Monitor the quality of table data
On the Data Quality page, you can configure monitoring rules for tables of some destinations to monitor the data quality of data in the tables. If you configure monitoring rules for a table, the monitoring rules are triggered after the scheduling node with which you associate the table is successfully run. If exceptions are detected, Data Quality determines whether to fail the task and block the descendant tasks based on the check result and rule settings, such as the rule type. This way, dirty data is stopped from being forwarded as downstream data. For more information about the destinations that support monitoring rules and how to use Data Quality, see Overview.
If you want to configure monitoring rules for tables generated by a batch synchronization task, make sure that a network connection is established between the resource group for scheduling that you use to run the task and the destination.
View the run logs of a batch synchronization task
After an auto triggered task instance, a data backfill instance, or a test instance is successfully run, you can go to the DAG page in Operation Center to view the run logs of the instances. For more information, see Appendix: Use the features provided in a DAG.
For more information about the parameters in the run logs, see Analyze run logs generated for a batch synchronization task.
View the statistics on batch synchronization tasks
On the Batch Synchronization subtab of the Data Integration tab under O&M Dashboard in Operation Center, you can view the statistics on node execution, such as execution status distribution, data synchronization progress, synchronized data volume, and details of synchronization tasks. You can search for the desired synchronization task based on the filter conditions such as Source Name, Destination Name, and Whether Internet Traffic Exists. For more information, see View the statistics on the O&M Dashboard page.
Use LogView to view the running information about tasks
This feature is in invitational preview. If you want to use the feature, contact technical personnel.
The LogView feature in Data Integration is used to collect data about data synchronization tasks in Data Integration based on events, analyze and process the data, and display analysis and processing results in a visualized manner. LogView can display and analyze information such as the data transmission rate and logs of a data synchronization task at a finer-grained granularity.
In the left-side navigation pane of Operation Center, choose Auto Triggered Node O&M > Auto Triggered Instances. On the Instance Perspective tab, find the desired instance and click Perform Diagnostics in the Actions column.
On the page that appears, click the Data Integration tab.Intelligent diagnosis
Subtab
Description
Logs
On the Logs subtab, you can view the log details of Data Integration synchronization tasks.
Progress
On the Progress subtab, you can view the progress information about Data Integration synchronization tasks.
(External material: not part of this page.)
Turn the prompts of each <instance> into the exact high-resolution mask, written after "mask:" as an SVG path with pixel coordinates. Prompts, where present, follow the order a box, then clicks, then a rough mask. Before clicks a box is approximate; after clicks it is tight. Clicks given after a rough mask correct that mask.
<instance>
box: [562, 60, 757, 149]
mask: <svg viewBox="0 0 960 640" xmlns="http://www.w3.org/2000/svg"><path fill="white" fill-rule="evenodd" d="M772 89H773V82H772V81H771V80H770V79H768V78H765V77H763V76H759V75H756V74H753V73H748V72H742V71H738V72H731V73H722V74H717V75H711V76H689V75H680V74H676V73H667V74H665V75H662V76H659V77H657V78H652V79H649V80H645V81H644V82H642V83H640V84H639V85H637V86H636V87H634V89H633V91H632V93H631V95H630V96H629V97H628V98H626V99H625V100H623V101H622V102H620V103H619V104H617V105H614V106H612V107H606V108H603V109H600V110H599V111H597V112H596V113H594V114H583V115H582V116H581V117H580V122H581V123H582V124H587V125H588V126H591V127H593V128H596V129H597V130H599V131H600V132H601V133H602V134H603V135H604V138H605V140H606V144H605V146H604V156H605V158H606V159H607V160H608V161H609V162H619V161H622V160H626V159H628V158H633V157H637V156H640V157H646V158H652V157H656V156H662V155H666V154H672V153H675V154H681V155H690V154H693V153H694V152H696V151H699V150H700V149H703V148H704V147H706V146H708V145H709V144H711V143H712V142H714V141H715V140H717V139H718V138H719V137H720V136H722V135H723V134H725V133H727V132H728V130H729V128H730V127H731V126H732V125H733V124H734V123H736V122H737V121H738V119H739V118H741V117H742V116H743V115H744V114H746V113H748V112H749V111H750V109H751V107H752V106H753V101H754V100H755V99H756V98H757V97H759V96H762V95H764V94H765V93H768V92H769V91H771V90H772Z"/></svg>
The progress information includes the number of synchronized data records, the number of synchronized bytes, synchronization rate for synchronized data records, and synchronization rate for synchronized bytes.
You can also perform the following operations on this subtab:
Search for the synchronization information about a batch synchronization task in a specified period of time by using a time picker.
NoteYou can view the synchronization details about a task in the recent 15 days.
In the Processes section, click the icon to select the columns that you want to view.
In the Processes section, click the value of a metric for a task to view the value changes of the metric in a curve chart.
Instance Overview
If your instance is an auto triggered instance, you can view the comparison details of the instance in various dimensions in different cycles on the Instance Overview subtab.
In the Tasks section, you can view the status and instance ID of the task. You can click the instance ID to view the task details.
You can also compare the synchronization rate, the number of synchronized records, the waiting time, and the synchronization duration of different instances in the column charts.